Let’s talk tea! It’s one of my favorite subjects. There are so many options to choose from, and my tea preferences change with the seasons. Because of this, it helps to know how to select your tea for summer.
I recently received a lovely variety of blends from Adagio Teas and it gave me the notion to dig a little deeper and explore all the options for summer tea enjoyment. I really like them all, but the most popular are black, green, white, herbal, and matcha. Let’s take a look at each variety:
Black tea is the most common – it’s easy to find, inexpensive, and usually what you get when you ask for “iced tea” in a restaurant. Black tea is more oxidized than the other teas we’ll talk about below, which is what makes it stronger in flavor as well as higher in caffeine content. A black tea variety that caught my attention is the Golden Monkey, a famous Chinese black tea that’s rich, smooth and definitely a “royal” treat for summer sippin’.
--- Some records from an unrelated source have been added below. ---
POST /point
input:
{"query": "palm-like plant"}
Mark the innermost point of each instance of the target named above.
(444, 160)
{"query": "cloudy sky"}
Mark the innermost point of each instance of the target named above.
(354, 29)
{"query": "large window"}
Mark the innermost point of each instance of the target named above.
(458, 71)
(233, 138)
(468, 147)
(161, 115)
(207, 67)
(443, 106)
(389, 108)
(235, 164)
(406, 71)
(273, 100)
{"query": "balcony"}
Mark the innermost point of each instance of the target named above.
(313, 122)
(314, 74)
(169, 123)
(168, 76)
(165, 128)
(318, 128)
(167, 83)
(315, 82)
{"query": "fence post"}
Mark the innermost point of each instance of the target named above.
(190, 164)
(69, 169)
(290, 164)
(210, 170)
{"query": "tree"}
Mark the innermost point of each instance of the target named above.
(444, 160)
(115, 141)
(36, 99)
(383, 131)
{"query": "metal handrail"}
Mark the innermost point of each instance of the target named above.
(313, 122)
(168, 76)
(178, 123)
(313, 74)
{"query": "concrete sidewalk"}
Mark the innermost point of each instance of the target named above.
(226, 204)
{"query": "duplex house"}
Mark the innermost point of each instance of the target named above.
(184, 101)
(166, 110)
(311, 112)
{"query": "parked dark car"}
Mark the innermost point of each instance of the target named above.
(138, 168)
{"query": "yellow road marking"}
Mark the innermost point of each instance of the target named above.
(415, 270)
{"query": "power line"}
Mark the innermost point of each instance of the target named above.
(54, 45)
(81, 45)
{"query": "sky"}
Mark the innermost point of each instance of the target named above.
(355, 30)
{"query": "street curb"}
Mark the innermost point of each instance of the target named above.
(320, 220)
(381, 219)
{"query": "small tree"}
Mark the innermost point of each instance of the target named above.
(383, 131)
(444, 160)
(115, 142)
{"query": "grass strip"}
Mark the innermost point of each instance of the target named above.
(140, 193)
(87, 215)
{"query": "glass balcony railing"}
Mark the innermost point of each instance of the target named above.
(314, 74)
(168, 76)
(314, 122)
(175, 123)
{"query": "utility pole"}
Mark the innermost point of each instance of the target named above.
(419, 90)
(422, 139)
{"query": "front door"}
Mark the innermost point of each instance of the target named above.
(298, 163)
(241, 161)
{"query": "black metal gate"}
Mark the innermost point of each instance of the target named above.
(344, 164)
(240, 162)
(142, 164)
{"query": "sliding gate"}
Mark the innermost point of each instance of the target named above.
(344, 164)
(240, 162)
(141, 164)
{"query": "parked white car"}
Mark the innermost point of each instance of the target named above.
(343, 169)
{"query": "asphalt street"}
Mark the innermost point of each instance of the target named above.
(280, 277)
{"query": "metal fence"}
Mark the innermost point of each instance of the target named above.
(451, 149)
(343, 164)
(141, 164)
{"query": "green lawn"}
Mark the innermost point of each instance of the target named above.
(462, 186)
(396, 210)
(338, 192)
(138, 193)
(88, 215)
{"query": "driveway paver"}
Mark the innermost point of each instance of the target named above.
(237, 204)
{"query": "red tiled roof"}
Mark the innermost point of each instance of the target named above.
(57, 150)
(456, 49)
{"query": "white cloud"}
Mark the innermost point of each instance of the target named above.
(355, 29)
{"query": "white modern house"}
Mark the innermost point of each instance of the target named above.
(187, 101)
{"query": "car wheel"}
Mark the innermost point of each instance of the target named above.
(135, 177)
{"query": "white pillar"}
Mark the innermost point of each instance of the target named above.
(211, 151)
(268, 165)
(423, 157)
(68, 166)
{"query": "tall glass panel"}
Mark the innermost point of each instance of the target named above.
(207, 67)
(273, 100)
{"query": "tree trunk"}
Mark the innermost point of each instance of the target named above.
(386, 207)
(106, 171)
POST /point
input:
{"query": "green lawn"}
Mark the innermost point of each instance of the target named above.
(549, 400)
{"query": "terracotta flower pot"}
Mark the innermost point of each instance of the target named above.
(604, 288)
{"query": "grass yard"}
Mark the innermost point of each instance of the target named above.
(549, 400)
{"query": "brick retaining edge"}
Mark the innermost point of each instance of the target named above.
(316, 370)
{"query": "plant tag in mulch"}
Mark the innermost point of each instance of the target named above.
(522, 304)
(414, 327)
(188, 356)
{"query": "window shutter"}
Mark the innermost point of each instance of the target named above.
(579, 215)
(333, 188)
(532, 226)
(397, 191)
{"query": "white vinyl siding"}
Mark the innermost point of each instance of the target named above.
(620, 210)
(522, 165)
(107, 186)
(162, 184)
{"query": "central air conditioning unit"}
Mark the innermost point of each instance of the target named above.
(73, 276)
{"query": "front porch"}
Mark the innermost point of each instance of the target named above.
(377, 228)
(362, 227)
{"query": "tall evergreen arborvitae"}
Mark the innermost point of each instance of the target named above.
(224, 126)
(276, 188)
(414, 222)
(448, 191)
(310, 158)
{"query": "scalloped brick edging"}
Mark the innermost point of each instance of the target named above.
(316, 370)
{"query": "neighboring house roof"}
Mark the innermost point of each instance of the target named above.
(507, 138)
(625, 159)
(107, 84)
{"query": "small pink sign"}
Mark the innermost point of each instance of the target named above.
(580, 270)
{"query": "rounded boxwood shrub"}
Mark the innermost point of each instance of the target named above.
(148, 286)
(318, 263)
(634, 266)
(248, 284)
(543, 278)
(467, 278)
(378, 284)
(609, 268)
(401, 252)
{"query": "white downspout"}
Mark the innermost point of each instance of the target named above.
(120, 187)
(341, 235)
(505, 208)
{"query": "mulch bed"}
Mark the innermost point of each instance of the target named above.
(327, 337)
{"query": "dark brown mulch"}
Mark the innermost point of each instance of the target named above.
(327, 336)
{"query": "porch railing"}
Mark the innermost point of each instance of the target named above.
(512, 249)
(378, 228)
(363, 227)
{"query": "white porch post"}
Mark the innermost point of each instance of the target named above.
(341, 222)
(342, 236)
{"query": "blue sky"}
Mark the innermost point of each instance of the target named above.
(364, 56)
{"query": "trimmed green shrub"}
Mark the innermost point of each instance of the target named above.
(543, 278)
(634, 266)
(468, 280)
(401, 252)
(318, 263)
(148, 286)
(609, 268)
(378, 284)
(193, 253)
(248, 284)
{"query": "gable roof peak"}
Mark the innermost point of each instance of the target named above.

Green tea is less processed and also a tea known for its extensive health benefits. It’s a very mild flavored tea, but if you steep it long enough, you can get a stronger flavor out of it. Green tea has also been used in traditional Indian and Chinese medicine for hundreds of years. They believe it helps with many maladies, from boosting metabolism to killing cancer cells. This type of tea is also very easy to flavor and budget-friendly, which makes it a favorite.
White tea is even less processed than green, and therefore is reported to be even more beneficial when it comes to antioxidants and incredible health benefits. White tea can be one of two things – entirely unprocessed tea leaves or tea that’s made from very immature buds of the plant. Either way, white tea has a very mild flavor and also easily flavored. Consider flavors like White Tangerine, White Cucumber and White Peach and its easy to see why this would be a refreshing choice for summer.
Herbal teas aren’t made from the same plants as black, green, and white teas. They’re made from the plants they’re often named after, like hibiscus, elderberry, and ginger. The leaves or petals of the plant are dried and steeped just like the other types of tea, but herbal teas are caffeine free, which makes them a great choice for children, too! Kid-friendly flavors are easy to find in this variety like the Story Time collection from Adagio Teas.
Matcha (pronounced like match-a) is actually green tea that’s been stone ground into a powder. Instead of steeping, the powder dissolves in liquid and is consumed that way. Plants for matcha are grown in the shade, producing a different result than if they were grown in direct sunlight.
Now that you know the difference, let’s get to the fun part! How will you take your summer tea? Do you prefer iced or regular?
You’d think that an ice cold iced tea would be perfect to cool you down on a hot summer day – and it is. However, experts say that drinking hot beverages can make you even cooler, because they make you perspire. So you have good reason to enjoy both!
One of my favorite new iced tea varieties is Wild Strawberry Iced Tea from Adagio Teas. The tea arrives in a special cold brew pouch that is simply brewed overnight in a pitcher of cold water. You wake up to a refreshing caffeine-free herbal mix that’s a delight for all your senses.
I really enjoy making teas in the summer from different blends. For example, for someone who loves the sand and surf, a white tea with coconut, pineapple, and hibiscus sounds delicious. If you love flowers and gardening, you could try hibiscus, honey, and orange for a sweet and tangy flavor.
There’s really is no end to the combinations! The more you play around with it, the more you’ll come up with. You can even make up some fun names and serve the combos at a garden tea party! You can also find some really cool Fandom Blends at Adagio that are based on popular films, television shows, characters and more, like the Elixer of Life (pictured above) from the Harry Potter Magic Potions collection. So fun and quite refreshing!
There are no rules, really. Each type of tea will brew differently, and if you want to make iced tea, you’ll need to make it in bigger batches, obviously. It’s also a good idea to let iced tea steep a little longer so that it doesn’t get watered down as fast when those ice cubes start to melt.
Do you love tea as much as I do? How do you like to prepare your tea for the summer?